Now I just have to go back and edit the dates into query and some summing

seems to be handling none type well so far, but if I add summing, I probably need isnull


I have it looking great, except when the values are 0 for reason, they are listed in reverse alphabetical order haha

nobody has complained yet

I have to add net and defects to the table, then also line and a percentage of defects per net

However, I am not getting an error, yet it is not working.
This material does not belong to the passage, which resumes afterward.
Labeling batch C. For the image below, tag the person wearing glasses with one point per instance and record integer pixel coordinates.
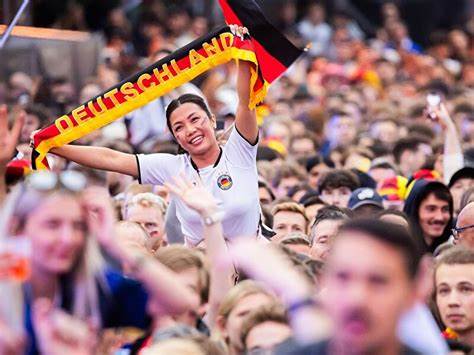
(65, 223)
(463, 233)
time is going too long on the script execute, says interrupt on the button

I defined reasonHeaders and suffixHeaders.
reasonHeaders=[‘thisReason’,…‘nReason’]
suffixHeaders=[‘thisNet’,…‘nCalculation’]

for row in dataIn:
	data=[row[colName] for colName in reasonHeaders]	
	pareto = [[x, y] for y, x in reversed(sorted(zip(data, reasonHeaders)))]

#print pareto



for row in dataIn:
	data2=[row[colName] for colName in suffixHeaders]	
	testThis =[[x,y] for y, x in zip(data2,suffixHeaders)]
	
print testThis


for row in pareto:
	for col in pareto:
		pareto.append(testThis)
	
print '-----'
	
print pareto

I thought if I got them both in lists, I could do something like:
for column append

keeps timing out, I am reviewing append function

I am not sure how the append function handles appending a list of lists to another lists of lists, but I’m not certain that’s really what you’re looking for anyway.

Also, I don’t believe there will be any data in testThis, unless there are actually column names in dataIN that actually match the suffixHeaders.

How are you defining “net”, “defects”, “line”, and “percentage of defects per net”?